Une prise de distance assumée
Les quatre parlementaires dénoncent des déclarations qu’ils jugent personnelles et non représentatives de la ligne officielle du regroupement. Ils regrettent également l’absence de démenti formel de leur leader dans les mêmes conditions médiatiques :
« Ces propos, marqués par une légèreté grave, ont porté atteinte à la loyauté du regroupement envers le Chef de l’État », ont-ils déclaré.
Réaffirmation du soutien à Tshisekedi
Dans la foulée, ces députés ont réitéré leur attachement à l’Union Sacrée de la Nation ainsi qu’à son autorité morale, le président de la République Félix-Antoine Tshisekedi.
Ils ont salué les efforts diplomatiques du chef de l’État, mettant en avant les avancées obtenues sur la scène internationale, notamment les accords conclus à Washington ainsi que les sanctions américaines visant l’armée rwandaise et certains de ses hauts responsables, accusés d’implication dans le conflit à l’Est de la RDC.
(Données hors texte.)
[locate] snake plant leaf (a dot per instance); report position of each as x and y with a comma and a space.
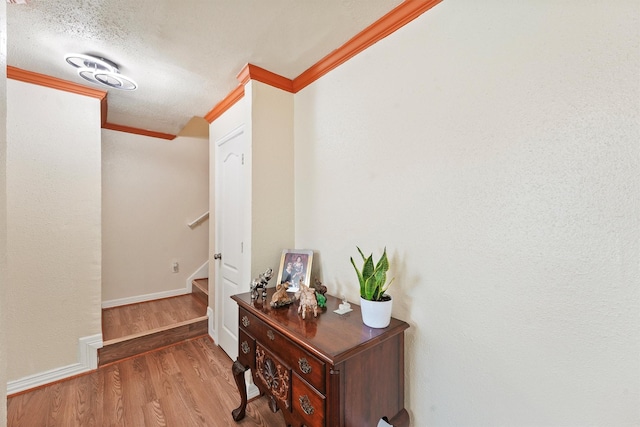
364, 258
372, 277
360, 278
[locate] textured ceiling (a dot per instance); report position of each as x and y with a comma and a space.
184, 55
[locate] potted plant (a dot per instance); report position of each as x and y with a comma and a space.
374, 302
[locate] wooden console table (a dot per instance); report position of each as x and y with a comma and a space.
331, 370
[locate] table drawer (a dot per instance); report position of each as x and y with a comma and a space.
306, 365
308, 403
273, 375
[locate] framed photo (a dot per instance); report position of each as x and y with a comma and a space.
295, 268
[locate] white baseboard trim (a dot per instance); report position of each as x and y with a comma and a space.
212, 331
146, 297
87, 361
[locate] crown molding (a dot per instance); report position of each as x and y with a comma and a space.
222, 106
253, 72
53, 82
404, 13
138, 131
400, 16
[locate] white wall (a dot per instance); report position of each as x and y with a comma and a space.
3, 211
493, 148
53, 226
152, 188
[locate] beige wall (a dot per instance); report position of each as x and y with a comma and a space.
272, 176
53, 226
152, 188
493, 148
267, 116
3, 211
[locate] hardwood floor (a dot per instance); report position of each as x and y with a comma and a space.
187, 384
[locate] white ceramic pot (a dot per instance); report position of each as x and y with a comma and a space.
376, 314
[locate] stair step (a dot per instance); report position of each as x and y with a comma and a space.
137, 328
202, 285
121, 348
200, 288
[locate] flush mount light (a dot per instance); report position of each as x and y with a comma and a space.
100, 71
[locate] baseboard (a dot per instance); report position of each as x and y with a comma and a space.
87, 361
147, 297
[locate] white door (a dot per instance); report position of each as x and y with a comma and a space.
229, 234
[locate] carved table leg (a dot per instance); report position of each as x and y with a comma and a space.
272, 404
238, 370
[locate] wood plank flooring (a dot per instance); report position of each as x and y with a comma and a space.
187, 384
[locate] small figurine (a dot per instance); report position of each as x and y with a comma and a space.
280, 297
308, 301
260, 283
319, 287
320, 291
343, 308
322, 300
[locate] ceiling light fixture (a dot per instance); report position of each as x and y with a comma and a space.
100, 71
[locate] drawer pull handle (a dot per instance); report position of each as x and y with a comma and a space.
304, 365
245, 347
305, 404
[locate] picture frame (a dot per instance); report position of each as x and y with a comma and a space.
295, 268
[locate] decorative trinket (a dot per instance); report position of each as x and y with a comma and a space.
280, 297
260, 284
308, 301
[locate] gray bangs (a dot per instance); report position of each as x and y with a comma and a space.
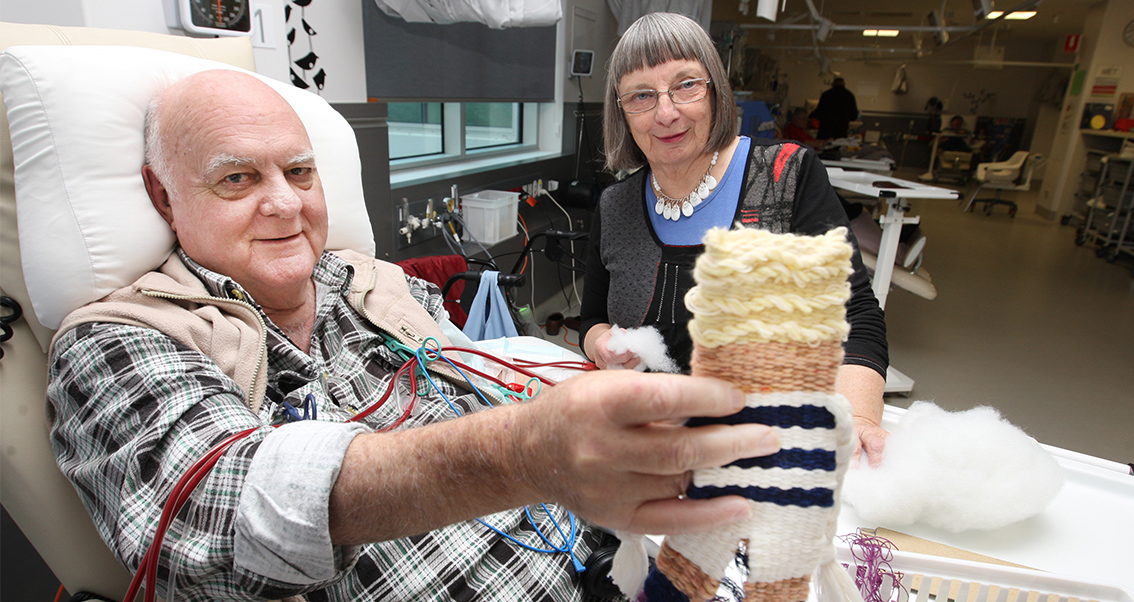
653, 40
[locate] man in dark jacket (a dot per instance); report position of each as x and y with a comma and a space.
837, 108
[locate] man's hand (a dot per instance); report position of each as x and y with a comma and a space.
609, 446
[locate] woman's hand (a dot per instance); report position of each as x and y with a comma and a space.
863, 388
599, 349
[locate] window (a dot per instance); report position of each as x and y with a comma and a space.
492, 124
415, 129
434, 133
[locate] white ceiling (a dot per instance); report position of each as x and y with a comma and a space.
1055, 19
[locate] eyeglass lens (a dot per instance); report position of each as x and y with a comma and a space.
683, 93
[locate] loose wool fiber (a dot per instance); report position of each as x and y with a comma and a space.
954, 471
646, 344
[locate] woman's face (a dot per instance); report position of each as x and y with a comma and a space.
669, 135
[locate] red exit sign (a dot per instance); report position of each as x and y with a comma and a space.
1071, 44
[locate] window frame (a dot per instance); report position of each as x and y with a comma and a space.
453, 140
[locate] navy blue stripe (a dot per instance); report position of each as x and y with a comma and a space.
811, 459
803, 498
783, 416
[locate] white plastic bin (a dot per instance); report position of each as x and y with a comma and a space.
490, 215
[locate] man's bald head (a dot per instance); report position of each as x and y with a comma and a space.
230, 168
184, 104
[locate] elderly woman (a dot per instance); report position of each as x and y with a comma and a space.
669, 113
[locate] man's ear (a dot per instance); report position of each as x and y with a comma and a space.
159, 195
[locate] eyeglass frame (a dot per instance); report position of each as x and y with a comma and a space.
657, 95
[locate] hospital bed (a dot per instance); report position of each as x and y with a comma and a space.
895, 195
82, 231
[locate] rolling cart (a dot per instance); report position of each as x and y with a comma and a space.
1108, 215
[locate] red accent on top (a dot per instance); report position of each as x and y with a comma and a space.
785, 153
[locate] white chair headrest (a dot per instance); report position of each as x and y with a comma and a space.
86, 226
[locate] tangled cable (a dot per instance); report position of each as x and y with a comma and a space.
414, 358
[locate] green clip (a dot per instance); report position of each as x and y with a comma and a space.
399, 348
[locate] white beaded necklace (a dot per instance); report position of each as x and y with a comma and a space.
674, 209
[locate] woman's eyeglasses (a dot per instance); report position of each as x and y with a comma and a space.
641, 101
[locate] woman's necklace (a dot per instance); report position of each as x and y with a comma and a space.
673, 209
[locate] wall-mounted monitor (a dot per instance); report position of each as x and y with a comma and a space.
582, 62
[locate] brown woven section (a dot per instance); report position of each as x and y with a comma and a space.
766, 367
794, 590
686, 577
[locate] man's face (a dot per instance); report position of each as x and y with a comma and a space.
245, 200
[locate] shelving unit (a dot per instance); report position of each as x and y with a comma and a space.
1109, 209
1088, 185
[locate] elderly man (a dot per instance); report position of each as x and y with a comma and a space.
250, 322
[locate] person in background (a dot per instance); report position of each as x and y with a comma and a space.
956, 137
669, 113
797, 130
837, 108
252, 327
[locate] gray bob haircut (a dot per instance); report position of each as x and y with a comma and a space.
653, 40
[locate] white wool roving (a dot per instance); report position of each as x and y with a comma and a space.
954, 471
646, 344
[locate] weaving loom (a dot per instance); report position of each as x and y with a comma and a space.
769, 316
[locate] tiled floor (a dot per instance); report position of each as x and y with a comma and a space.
1024, 321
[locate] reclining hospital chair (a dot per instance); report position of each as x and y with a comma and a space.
77, 223
1012, 175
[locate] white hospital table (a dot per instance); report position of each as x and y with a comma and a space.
895, 194
880, 166
1083, 540
1086, 533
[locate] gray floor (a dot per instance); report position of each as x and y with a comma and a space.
1024, 321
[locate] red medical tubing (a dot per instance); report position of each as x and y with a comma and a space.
147, 570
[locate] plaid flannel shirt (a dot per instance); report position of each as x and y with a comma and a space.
132, 409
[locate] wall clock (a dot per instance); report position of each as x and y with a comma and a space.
210, 17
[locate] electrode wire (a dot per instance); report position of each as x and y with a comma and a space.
147, 569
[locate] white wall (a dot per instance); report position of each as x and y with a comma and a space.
946, 75
1102, 45
337, 23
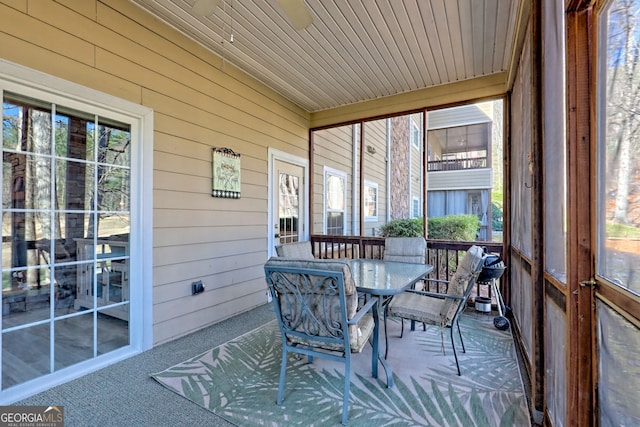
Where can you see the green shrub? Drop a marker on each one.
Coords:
(406, 227)
(451, 227)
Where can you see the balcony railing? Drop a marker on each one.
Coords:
(456, 164)
(444, 255)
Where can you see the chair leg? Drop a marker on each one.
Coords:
(460, 334)
(386, 335)
(347, 383)
(283, 371)
(455, 355)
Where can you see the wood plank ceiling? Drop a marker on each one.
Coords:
(355, 50)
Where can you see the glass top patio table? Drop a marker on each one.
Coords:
(379, 277)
Appel à un positionnement clair
Les signataires de la déclaration invitent par ailleurs les autres cadres de l’AFDC-A, députés provinciaux, membres du Gouvernement et mandataires publics, à clarifier leur position en se désolidarisant des propos de Modeste Bahati Lukwebo et en réaffirmant leur loyauté au Chef de l’État.
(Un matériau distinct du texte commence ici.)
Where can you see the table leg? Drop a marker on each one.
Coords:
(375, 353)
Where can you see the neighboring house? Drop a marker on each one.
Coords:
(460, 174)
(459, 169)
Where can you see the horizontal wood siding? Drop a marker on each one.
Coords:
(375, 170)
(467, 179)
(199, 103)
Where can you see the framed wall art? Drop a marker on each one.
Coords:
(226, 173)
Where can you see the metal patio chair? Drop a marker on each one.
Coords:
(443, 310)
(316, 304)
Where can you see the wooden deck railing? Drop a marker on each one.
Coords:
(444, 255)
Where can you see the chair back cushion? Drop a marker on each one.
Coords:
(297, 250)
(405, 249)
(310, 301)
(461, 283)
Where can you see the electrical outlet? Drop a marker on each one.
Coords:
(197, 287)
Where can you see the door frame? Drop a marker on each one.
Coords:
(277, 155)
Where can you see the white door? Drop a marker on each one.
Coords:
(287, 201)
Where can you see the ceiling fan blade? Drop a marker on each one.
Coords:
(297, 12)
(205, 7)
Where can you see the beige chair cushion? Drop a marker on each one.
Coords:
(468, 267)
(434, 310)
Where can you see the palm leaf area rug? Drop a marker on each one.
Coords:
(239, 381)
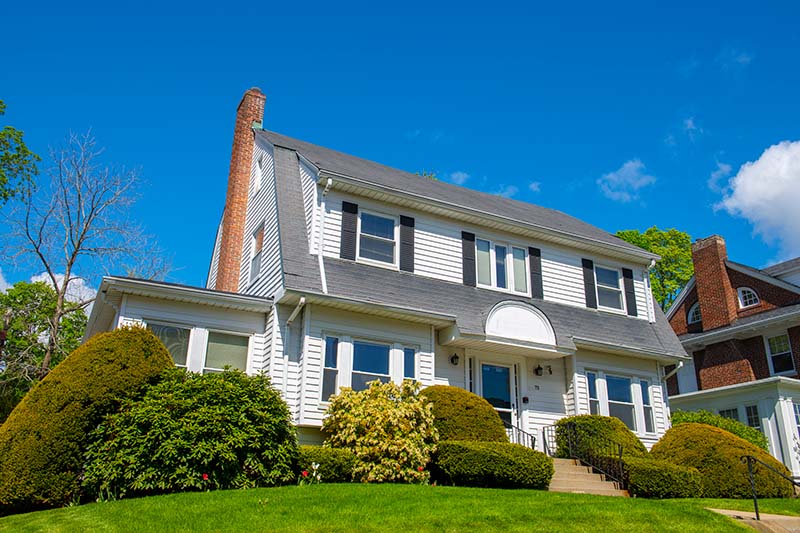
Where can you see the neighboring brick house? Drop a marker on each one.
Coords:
(741, 325)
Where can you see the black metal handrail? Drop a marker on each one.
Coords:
(604, 455)
(751, 464)
(519, 436)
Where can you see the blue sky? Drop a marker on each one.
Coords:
(625, 115)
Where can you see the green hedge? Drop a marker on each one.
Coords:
(751, 435)
(43, 441)
(195, 432)
(335, 464)
(593, 430)
(461, 415)
(491, 464)
(650, 478)
(716, 454)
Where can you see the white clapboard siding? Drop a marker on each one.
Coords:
(211, 282)
(262, 207)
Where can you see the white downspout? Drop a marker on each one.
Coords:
(320, 233)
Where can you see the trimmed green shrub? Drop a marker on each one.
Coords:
(592, 432)
(491, 464)
(388, 427)
(461, 415)
(650, 478)
(751, 435)
(42, 442)
(716, 454)
(194, 432)
(335, 464)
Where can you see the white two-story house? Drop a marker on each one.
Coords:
(331, 271)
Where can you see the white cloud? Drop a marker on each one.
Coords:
(506, 191)
(459, 177)
(766, 193)
(624, 184)
(723, 171)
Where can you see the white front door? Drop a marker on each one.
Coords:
(498, 388)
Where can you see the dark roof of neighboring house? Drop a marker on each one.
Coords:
(369, 284)
(369, 171)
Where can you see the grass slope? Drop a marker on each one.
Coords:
(387, 508)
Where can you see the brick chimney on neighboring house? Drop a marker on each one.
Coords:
(251, 109)
(714, 290)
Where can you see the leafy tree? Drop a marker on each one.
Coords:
(17, 162)
(675, 268)
(26, 309)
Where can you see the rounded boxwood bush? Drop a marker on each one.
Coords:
(716, 454)
(194, 432)
(650, 478)
(751, 435)
(491, 464)
(593, 431)
(461, 415)
(335, 464)
(42, 442)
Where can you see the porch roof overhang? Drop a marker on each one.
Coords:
(452, 336)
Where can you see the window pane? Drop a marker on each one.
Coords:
(331, 351)
(409, 363)
(624, 412)
(609, 278)
(500, 262)
(175, 339)
(520, 271)
(372, 358)
(609, 298)
(378, 226)
(484, 261)
(619, 389)
(376, 249)
(225, 349)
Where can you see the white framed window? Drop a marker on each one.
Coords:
(779, 354)
(694, 316)
(609, 291)
(747, 297)
(226, 349)
(256, 247)
(501, 266)
(175, 338)
(377, 238)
Une crise interne en toile de fond
Contacté, un cadre proche du sénateur a indiqué qu’une position officielle du parti serait bientôt rendue publique.
Cette polémique intervient dans un contexte déjà tendu, marqué par la récente démission de Modeste Bahati Lukwebo de son poste de deuxième Vice-Président du Sénat, sur fond de contestation interne et de critiques liées à sa gestion.
Cette nouvelle fracture au sein de l’AFDC-A pourrait fragiliser davantage la cohésion du regroupement à un moment clé de la vie politique congolaise.